March 21, 1997
In Sangrampura, a village 20 miles south of Srinagar
in Jammu & Kashmir state, gunmen burst into homes of Hindus, took away
seven men and killed them.
June 15, 1997
Passengers on a bus from Gool to Ramban was stopped
by two men in comouflage uniforms. The Hindu passengers were asked to unboard
and three were taken to a nearby nallah and shot. All three were Kashmiri
January 25, 1998
The most shocking of the massacre of Kashmiri Hindus
took place in Wandhama, a village near Srinagar, on January 25, 1998. The two
dozen-odd terrorists dropped in for tea, around 2030 hours. The tea was served
and they left a little after midnight.
When they arrived, the foothill village of Wandhama,
30 km outside Srinagar, boasted four families of Kashmiri Hindu Pandits,
numbering around 23. When they left, there was none.
Not alive, that is. Barring a terrified,
grief-stricken Vinod Kumar Dhar, all of fourteen, seeing through brimming eyes
the bodies of his mother, sisters and relatives, their bodies marred with
bullet holes, their last resting place a pool of their own blood.
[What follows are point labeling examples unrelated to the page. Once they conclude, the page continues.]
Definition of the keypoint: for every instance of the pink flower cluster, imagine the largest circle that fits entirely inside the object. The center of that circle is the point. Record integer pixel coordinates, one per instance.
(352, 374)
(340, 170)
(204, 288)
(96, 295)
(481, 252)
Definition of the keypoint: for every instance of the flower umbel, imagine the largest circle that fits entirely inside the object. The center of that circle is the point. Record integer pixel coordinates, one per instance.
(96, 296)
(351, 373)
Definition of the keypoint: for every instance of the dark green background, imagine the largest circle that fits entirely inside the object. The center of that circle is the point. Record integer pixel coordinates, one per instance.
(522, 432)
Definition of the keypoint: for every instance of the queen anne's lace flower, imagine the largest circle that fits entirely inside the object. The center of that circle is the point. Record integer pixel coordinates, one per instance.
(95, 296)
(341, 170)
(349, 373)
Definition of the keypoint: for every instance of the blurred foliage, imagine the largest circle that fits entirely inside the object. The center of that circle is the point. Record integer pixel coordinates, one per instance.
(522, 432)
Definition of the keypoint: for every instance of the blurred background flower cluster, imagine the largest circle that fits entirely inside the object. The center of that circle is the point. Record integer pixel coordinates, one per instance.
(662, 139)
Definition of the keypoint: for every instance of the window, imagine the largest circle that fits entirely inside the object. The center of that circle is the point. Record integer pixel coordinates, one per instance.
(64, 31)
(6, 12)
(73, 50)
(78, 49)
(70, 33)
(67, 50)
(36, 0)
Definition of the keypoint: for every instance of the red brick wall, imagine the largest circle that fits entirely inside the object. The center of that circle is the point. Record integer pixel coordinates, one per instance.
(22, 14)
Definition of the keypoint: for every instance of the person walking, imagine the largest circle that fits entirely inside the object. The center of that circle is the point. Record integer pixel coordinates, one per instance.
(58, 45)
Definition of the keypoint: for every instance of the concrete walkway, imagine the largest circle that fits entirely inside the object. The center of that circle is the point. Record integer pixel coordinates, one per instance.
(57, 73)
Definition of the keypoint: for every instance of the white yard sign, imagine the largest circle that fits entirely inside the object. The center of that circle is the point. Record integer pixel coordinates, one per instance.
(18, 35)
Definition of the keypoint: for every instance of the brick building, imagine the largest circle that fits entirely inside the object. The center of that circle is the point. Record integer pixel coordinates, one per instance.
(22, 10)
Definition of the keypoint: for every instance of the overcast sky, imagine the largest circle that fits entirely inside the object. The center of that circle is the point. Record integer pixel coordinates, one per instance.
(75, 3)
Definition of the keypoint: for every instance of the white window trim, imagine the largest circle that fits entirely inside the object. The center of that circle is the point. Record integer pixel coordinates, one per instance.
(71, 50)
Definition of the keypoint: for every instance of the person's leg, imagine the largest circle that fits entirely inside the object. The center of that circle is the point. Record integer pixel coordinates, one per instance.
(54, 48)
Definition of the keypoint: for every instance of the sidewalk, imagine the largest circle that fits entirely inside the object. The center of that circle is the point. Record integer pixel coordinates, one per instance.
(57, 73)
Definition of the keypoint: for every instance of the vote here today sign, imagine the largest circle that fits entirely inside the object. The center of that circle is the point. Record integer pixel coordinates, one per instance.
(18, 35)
This was followed by two more massacres, one at
Khurhama, Ganderbal on August 9, 1998 in which four members of a family were
killed. The third massacre took place September 17, 1998. Five male members of
a minority community family and close relatives of a counter-insurgent were
killed after being dragged out of their houses at Dagapora in Ganderbal late
last night and shot them in cold blood.
April 17, 1998
Twelve-year-old Sudesh isn't sure whether she is
lucky or not. She is yet to decide which is worse: Escaping death at the hands
of militants, or being forced to live with memories of her entire family being
massacred right in front of her eyes.
For this little girl from Prankot village in Udhampur
district, currently under treatment at the Jammu medical college, the night of
April 17 cannot be forgotten -- that's when militants gunned down 18 members
of her family. Sudesh was brutally attacked with a sharp-edged weapon.
The terrorists left after she fell unconscious, thinking her dead.
Soba Ram is another survivor of that bloody night.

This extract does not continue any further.